Arrays of character strings:
Currently wrapit77 honors only non-dimensioned Fortran type CHARACTER variables. You cannot pass arrays of NCL strings to Fortran, nor can you pass Fortran CHARACTER arrays from Fortran back to NCL.

Passing strings from NCL to Fortran:
If you want to pass an NCL variable of type string to a Fortran procedure, then the argument to the Fortran procedure must be declared as CHARACTER*(*). See example 4 in this section.

Passing Fortran CHARACTER variables to NCL:
If you want to pass a Fortran CHARACTER variable back to NCL, then the Fortran argument must be a variable of type CHARACTER of fixed length, and the corresponding NCL variable must be a character array of the same length. If you want to use the NCL character array as an NCL string, you will need to use the NCL conversion function chartostring. See example 4 in this section.

Complex numbers:
NCL does not have a complex data type. If you want to bring complex numbers into NCL, you will have to do it by bringing in the real and imaginary parts as separate arrays. This will most likely require that you write an interface subroutine to your Fortran code that splits up the Fortran COMPLEX numbers into real and imaginary parts. Although you will not be able to do arithmetic on the complex numbers in NCL, you can still do analysis on the real and imaginary parts separately.

Procedure name conflicts:
If the procedure that you are incorporating into NCL has the same name as a currently existing built-in NCL procedure, NCL will choose its built-in and not your procedure. However, most UNIX ld commands recognize the -B symbolic flag, and using it when you create your dynamic shared object will force NCL to load your procedure in preference to its own built-ins. The -B symbolic can cause ld to report missing entries that in fact are ultimately not missing.
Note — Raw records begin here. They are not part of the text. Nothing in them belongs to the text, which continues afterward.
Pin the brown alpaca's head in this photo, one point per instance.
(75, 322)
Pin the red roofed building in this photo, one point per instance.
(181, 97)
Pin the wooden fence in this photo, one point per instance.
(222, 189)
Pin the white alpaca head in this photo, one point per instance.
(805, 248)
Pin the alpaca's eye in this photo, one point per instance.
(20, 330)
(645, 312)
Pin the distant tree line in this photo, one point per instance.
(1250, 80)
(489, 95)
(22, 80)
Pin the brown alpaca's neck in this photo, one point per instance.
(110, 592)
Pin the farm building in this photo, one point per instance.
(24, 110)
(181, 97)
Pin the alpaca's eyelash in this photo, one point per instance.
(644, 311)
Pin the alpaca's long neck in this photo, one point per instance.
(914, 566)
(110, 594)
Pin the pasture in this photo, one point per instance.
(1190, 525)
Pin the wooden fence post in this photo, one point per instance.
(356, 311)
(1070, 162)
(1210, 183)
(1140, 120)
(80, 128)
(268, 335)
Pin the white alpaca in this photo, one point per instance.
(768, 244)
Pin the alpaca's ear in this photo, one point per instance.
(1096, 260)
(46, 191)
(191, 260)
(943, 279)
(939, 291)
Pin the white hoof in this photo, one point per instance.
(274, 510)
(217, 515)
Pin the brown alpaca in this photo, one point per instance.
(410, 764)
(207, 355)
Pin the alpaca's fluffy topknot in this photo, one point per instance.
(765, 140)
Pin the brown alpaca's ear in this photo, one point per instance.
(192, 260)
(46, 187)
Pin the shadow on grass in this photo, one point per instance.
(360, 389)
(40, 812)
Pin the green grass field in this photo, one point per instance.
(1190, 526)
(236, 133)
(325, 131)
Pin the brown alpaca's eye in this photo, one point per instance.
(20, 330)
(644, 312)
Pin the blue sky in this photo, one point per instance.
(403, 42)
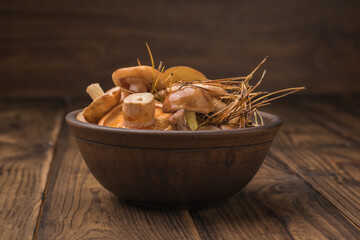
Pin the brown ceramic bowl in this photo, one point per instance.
(173, 169)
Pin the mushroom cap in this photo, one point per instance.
(145, 75)
(113, 117)
(102, 105)
(190, 99)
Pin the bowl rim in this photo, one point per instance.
(275, 121)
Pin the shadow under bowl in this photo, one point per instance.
(173, 169)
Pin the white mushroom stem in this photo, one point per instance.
(139, 110)
(137, 87)
(95, 91)
(218, 104)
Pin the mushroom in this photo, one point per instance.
(102, 102)
(137, 79)
(178, 121)
(139, 110)
(190, 99)
(183, 73)
(213, 91)
(112, 118)
(115, 117)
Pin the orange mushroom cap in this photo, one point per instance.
(190, 99)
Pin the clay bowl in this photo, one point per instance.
(173, 169)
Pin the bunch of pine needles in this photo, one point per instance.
(242, 102)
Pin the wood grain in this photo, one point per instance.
(324, 158)
(28, 133)
(77, 207)
(277, 204)
(52, 48)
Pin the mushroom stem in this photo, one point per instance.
(95, 91)
(218, 104)
(139, 110)
(137, 87)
It is probably best just to be careful to avoid defining a procedure with the same name as an NCL built-in.

NCL termination:
If a Fortran procedure that you have incorporated into NCL executes a STOP statement, or if a C function executes an exit statement, then the NCL interpreter will abort.

Unsupported Fortran 77 syntax in wrapit interface blocks:
Fortran COMMON blocks:
Fortran COMMON blocks are not allowed in a wrapit interface block. This would preclude your having adjustable arrays whose dimensions are passed in a COMMON block, or using COMMON to pass values for variables.
Fortran ENTRY statements:
There is no way to accommodate an ENTRY statement in a Fortran procedure.
Alternate return arguments:
Subroutines with alternate return arguments are not allowed.